Yesterday I captured the sun glowing through my Swiss chard, illuminating the leaves like fire, or perhaps stained glass. Last night's frost has put an end to that, now they droop and flag, all the wind knocked out of their veiny sails. Today I must cut them down and try, really try, to find a recipe that makes me want to eat rather than simply adore them. Like wedding cake and lattice-top pie it falls into the almost too-pretty-to-eat category for me. Yet a little birdie might feel differently.
Earlier this year before the rest of the landscape was finished at our new home I was impatient and planted a fall garden in the kitchen beds, late even for Minnesota standards. Surprisingly those sad leftover veggies from the garden center rose to the occasion, especially the chard. But back when it was just a couple sprigs, the stonemason noticed a goldfinch sitting atop the leaves. He even managed a photo that identified the very culprit making holes in the leaves.
I thought back to a similar photo I had taken of a goldfinch sitting on chard plants at the University of Minnesota Demo Garden on the St. Paul campus. Hmmm, the goldfinches must sit on the sturdy leaves and eat insects I thought. What a coincidence. But of course, my curiosity was piqued.
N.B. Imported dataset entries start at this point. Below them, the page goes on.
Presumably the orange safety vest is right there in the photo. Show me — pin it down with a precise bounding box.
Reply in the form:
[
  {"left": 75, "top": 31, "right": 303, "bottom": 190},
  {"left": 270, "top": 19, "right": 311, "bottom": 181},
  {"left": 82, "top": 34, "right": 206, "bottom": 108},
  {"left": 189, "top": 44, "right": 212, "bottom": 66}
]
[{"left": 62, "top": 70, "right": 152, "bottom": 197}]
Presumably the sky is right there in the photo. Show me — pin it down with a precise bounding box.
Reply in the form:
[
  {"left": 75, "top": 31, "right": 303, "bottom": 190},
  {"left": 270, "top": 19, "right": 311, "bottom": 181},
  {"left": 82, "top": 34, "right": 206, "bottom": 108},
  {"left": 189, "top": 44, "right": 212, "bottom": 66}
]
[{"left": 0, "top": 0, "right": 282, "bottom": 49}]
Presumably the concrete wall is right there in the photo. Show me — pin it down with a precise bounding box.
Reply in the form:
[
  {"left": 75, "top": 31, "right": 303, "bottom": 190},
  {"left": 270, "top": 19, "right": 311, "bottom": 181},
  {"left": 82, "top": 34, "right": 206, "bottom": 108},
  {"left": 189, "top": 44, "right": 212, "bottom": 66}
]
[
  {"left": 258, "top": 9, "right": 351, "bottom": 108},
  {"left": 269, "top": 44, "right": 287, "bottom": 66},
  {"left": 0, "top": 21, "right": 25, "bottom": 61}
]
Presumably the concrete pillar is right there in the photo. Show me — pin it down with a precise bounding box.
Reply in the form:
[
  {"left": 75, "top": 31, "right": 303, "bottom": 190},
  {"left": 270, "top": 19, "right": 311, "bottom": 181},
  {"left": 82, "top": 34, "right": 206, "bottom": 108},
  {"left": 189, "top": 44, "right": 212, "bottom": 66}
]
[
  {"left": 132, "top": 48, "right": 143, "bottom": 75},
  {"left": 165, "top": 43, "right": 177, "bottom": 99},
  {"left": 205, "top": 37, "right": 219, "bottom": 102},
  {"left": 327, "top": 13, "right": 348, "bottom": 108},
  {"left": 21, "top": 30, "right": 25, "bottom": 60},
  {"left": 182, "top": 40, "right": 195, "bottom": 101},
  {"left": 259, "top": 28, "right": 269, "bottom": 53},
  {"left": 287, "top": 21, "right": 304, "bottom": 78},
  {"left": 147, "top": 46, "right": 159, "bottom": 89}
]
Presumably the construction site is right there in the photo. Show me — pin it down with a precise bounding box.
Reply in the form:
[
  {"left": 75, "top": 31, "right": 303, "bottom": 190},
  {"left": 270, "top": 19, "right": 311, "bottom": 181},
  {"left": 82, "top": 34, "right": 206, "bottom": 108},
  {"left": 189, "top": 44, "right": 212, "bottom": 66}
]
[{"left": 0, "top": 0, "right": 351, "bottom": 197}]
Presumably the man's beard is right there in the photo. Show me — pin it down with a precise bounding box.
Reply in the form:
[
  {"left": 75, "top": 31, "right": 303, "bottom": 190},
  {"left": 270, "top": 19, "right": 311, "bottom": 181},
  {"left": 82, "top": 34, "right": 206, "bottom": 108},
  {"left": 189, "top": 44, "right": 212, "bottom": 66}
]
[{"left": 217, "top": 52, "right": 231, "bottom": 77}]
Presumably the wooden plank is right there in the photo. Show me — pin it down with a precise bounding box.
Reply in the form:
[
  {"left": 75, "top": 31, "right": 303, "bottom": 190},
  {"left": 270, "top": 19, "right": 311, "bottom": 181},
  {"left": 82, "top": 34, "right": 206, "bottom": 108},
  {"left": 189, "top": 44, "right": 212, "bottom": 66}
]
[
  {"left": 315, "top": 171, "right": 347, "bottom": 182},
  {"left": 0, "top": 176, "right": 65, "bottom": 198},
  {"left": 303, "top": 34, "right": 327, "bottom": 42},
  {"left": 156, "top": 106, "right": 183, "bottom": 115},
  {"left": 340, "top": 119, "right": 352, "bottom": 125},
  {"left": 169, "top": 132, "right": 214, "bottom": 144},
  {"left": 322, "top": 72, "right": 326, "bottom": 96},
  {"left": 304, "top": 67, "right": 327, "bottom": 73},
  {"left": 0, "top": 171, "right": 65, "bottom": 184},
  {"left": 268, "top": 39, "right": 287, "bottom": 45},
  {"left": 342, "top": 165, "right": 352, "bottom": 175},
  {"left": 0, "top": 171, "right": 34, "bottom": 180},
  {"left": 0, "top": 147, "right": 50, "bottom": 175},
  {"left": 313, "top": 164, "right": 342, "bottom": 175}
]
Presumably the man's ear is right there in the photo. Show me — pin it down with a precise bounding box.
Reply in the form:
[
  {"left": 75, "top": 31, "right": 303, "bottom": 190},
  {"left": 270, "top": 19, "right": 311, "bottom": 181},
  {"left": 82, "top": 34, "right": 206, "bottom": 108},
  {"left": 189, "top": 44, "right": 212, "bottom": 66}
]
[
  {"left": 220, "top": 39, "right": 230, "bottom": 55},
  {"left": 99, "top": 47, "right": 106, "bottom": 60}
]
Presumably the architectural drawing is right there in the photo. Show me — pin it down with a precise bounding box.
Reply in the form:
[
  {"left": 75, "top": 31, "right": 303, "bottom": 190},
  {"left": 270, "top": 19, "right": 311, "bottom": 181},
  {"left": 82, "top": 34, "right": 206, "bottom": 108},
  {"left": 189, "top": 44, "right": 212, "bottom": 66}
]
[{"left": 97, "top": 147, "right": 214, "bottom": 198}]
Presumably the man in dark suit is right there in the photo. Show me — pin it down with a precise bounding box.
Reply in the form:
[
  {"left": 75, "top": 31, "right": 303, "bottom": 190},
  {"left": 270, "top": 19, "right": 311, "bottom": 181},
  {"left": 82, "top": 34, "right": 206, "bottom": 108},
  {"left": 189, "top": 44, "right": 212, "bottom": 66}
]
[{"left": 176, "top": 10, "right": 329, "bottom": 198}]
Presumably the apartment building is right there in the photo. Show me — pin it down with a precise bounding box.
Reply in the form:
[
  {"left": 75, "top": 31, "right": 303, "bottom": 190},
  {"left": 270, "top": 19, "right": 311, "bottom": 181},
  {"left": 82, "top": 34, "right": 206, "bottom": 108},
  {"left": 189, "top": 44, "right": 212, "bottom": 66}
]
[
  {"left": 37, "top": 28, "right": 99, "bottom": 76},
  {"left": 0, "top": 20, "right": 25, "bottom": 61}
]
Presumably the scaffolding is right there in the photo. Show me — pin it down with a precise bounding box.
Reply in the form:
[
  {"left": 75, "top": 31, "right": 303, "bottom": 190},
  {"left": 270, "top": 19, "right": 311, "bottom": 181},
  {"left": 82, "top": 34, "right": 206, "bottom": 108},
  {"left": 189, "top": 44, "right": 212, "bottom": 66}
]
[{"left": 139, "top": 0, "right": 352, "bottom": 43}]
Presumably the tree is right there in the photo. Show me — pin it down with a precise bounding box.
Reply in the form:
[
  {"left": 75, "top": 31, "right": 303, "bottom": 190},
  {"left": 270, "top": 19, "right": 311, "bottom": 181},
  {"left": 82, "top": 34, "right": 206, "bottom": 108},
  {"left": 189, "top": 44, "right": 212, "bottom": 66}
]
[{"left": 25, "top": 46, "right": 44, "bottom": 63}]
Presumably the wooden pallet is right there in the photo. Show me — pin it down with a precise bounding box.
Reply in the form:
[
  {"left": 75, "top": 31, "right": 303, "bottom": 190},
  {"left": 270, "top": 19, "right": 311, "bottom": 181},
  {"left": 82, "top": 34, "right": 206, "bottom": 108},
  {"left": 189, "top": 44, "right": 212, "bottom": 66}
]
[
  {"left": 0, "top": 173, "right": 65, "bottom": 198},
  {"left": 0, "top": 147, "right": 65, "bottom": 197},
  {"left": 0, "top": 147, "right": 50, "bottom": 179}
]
I wondered how many innocent worms had been framed by these sweet little yellow birds?
Check out Cornell Lab of Ornithology, my favorite bird website and it will tell you that American goldfinches (Spinus tristis) are almost exclusively seed eaters, connoisseurs of thistle seed. In fact it states they are strict vegetarians, any insect eaten is by accident. Nothing is said about consuming leafy greens.
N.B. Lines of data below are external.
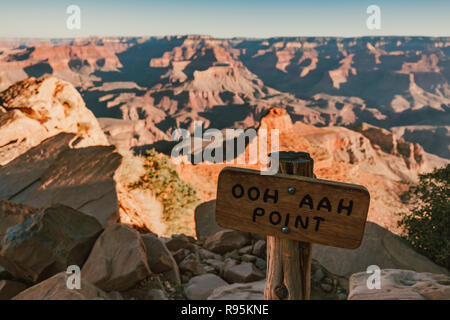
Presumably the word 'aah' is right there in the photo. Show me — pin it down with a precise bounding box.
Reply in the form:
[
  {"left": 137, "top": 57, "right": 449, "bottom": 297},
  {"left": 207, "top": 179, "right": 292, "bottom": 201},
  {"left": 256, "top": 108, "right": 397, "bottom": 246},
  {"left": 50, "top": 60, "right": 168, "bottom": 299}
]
[
  {"left": 231, "top": 184, "right": 354, "bottom": 215},
  {"left": 231, "top": 184, "right": 355, "bottom": 233}
]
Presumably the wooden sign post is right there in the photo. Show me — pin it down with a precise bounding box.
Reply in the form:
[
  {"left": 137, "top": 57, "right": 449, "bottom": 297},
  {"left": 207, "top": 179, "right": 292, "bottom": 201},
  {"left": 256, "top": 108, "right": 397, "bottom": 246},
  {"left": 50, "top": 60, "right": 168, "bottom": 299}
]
[{"left": 215, "top": 151, "right": 370, "bottom": 300}]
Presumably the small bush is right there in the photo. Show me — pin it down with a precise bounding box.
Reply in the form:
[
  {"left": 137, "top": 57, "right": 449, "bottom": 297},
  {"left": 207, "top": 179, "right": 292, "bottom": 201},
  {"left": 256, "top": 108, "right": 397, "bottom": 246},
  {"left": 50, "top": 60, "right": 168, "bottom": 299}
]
[
  {"left": 129, "top": 149, "right": 199, "bottom": 235},
  {"left": 397, "top": 164, "right": 450, "bottom": 269}
]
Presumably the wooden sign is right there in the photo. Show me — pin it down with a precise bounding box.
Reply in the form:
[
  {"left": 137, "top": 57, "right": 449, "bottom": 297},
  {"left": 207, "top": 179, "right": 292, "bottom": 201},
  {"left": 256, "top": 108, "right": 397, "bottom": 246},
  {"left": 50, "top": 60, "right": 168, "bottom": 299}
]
[{"left": 215, "top": 167, "right": 370, "bottom": 249}]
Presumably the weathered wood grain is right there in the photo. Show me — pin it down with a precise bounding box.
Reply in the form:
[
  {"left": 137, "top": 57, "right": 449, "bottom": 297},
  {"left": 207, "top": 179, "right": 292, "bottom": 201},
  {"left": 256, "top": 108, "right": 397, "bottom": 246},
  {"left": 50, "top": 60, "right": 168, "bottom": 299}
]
[{"left": 215, "top": 167, "right": 370, "bottom": 249}]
Do a search on Flickr for goldfinch and chard and you'll see flocks of finches perched upon raggedy chard, including my photo. Some theorize the birds are sipping water from the deeply grooved foliage.
Go on the garden discussion boards and it's another story. Loads of anecdotal evidence that goldfinches are enjoying Swiss chard in lots of gardens around the country. You might say that pokes holes in this venerable institutuion's knowledge of goldfinch behavior.
Have you seen goldfinches on your chard? And while we're at it, how do you like to eat it? I'm considering the creamy greens recipe from this month's Martha.